そして、そんな言葉を掛けられればシグルドの心は揺らぎ──
「なりませんぞ、殿下」
「爺……」
いつの間にか横へやって来たブリンジャーが、そっとシグルドの肩へと手を置いた。
優しく微笑み、真剣な眼差しで。
「己が本分を見失ってはなりません。残酷なようですがミスルトという国がある内は、貴方は国の為に決断しなければならない。例え何を失おうとも貴方は生きなければならない。貴方の背後に続く者が在る限り前を向き続けなければならない。ですが我等が共にありますゆえ、恐れなさるな」
「そうか……そうだな。どれだけ恐ろしくとも立ち向かう気持ちがあれば力をくれる」
内心の不安を見透かされたシグルドは胸に手を当て、奥深くにある心臓の力強い鼓動に身を任せて……息を吸う。
肺に溜め込んだ空を吐き出した時には晴れた表情をして前を見据える。
そうして覚悟を決めたシグルドにリットがひとつ、相手に悟られないように声を掛けた。
「ひとつ質問があるんだ。仮にあの偉そうな──実際偉いんだろうあの人をひっ捕えて王宮に連れて行けば解決かい?」
「解決に近づきはするだろう。アレは小心者だからな、口はいくらでも軽くなるだろう」
「じゃあ……あの赤い騎士。アレを僕が引き付ける。その隙に君達で何とか出来る?」
「本気か?彼は俺が産まれる前からミスルト最強と謳われ、その強さは今も衰える事なく健在……」
「でも君が相手するより僕が相手する方が良いだろ?君は戦う以外にもやる事が多いんだから。嫌になるけど僕には戦う以外に能がないからね」
リットが半ば冗談めかして軽く笑ってみせて馬から降りる。
肩を回して首を回して、準備は万端。
あとはシグルドが背中を押せばすぐにでも飛び出す状態だ。
「良い感じに時間を稼げばいいんだろ?別に勝つとかそういう事しなくても、君が駆け抜けてくれたらそれでさ」
「ああ……よし、お前が時間を稼いでいる間に王宮に辿り着く。そして王の御前で事の次第を明らかにしてみせよう」
シグルドはリットを見つめ、強く頷く。
それを受けてリットは正面を、厳しい鎧姿を睨む。
「任せたぞ、リット」
「任された……じゃあお先に行ってくるよ。少ししたら突撃でもしてくれ」
リットが一歩踏み出し……その姿が掻き消える。
超常的な身体能力による爆発的な加速で駆け出して、何も恐れないかのように敵へ向けて真っ直ぐに。
無謀に見える行いに、むしろ狼狽えるのはセッポの側。
慌てふためき手を振り乱して、唾と共に指示を飛ばす。
「ひ、ひとりだけで何が出来るというのか!射殺してしまえ!」
指揮官ほどではないまでも兵の中にも動揺はある。
単騎駆けでまさか突破するつもりなのかと僅かに不安を抱きつつ弓に矢をつがえ、狙いを定めた。

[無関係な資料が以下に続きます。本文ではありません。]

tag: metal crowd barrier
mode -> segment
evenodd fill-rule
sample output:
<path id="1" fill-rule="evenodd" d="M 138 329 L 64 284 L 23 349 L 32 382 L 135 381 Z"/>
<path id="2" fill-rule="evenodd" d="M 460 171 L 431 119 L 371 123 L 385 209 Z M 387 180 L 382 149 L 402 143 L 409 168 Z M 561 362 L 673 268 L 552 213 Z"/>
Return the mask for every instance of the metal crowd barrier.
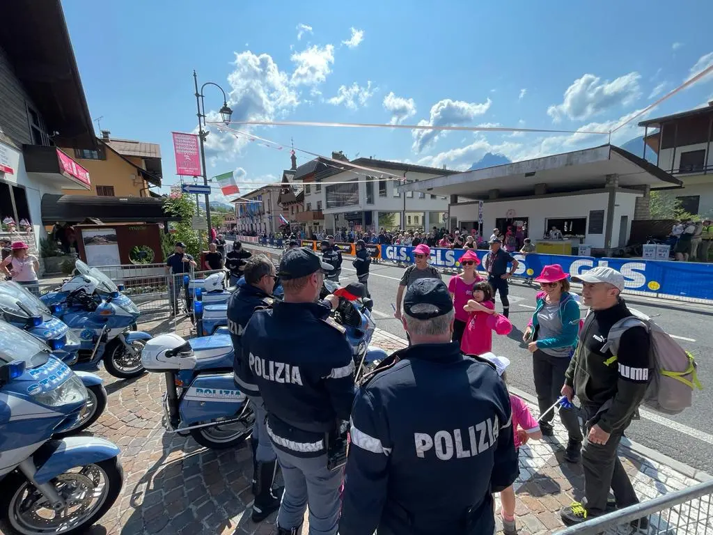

当たれば如何に強者たる〈鋼の民〉とて無傷とはいかない。
弓も矢も射手も地球よりも遥かに強力だ。
矢尻の先が真っ直ぐに走り続けるリットへ向いて、しかしリットは怯む事も動きを変える気もなく直進を続けた。
「ええい!射て!射てぇ!」
「──!」
張り詰めた弦が力を解放し矢は猛烈な加速と共にリットへ飛翔する。
ヒュウと風を切る音がして、その直後には彼我の距離を詰めて……リットの左腰で剣が鞘走った。
「"ソニックエッジ"……!」
一定時間の攻撃速度バフ。
それを受けたリット剣速は雨の如く迫り来る矢を残らず矢切る。
小気味よくバチバチと音が鳴り、その度地面にバラバラになった矢が転がり射手は次第に恐怖を募らせ始めた。
射てども射てども矢は当たらず、そんな存在が次第に近づいているのだ。
そして更に。
「──来い。来い来い来い来い来い!」
剣を振るう傍ら、ひとりごちるのは自分への発破。
戦いの中で感じる高揚に身を任せ、より大きな波を待つ。
やがてそれは……リットの胸に灯る赤い光として現れる。
「ここで"戦神化"するつもりか!」
オフェルはリットの狙いを即座に見抜いて舌打ちをひとつ。
(戦神の相手をするならば、こちらも"戦神化"せざるをえない。だがここに戦神同士が戦う幅はない。ヤツの狙いは戦力の分断!このオフェルを釣り出す為の餌……どのみち戦力など足りてはいなかったが、それでも引き剥がされれば──)
オフェルは兜越しに味方の姿を見る。
が、しかしここにシグルドに対抗できる戦力は居ない。
ドラゲンティアからの援軍も期待出来ない。
あらゆる想定外が積み重なって計画は破綻寸前だ。
もはや捨て鉢になってオフェルは隊列より進み出る。
「──だが、それでも意地でやらなければ」
オフェルの胸に真紅の輝きが灯った。
鎧を越えて膨れ上がるその輝きは、リットの胸で輝く光と共鳴し……やがてそれは奔流となる。
天へと伸びる光の柱へと変化して、裂帛の気合いと共にそこから飛び出る騎士鎧の巨人。
「オオオォォッ!」
片や勢いの乗ったリットの戦神。
片や真紅の防壁の如き威容を誇るオフェルの戦神。
風を切る鋭い刃と唸りを上げる剛刃が、2体の戦神が白銀の荒野に激突した。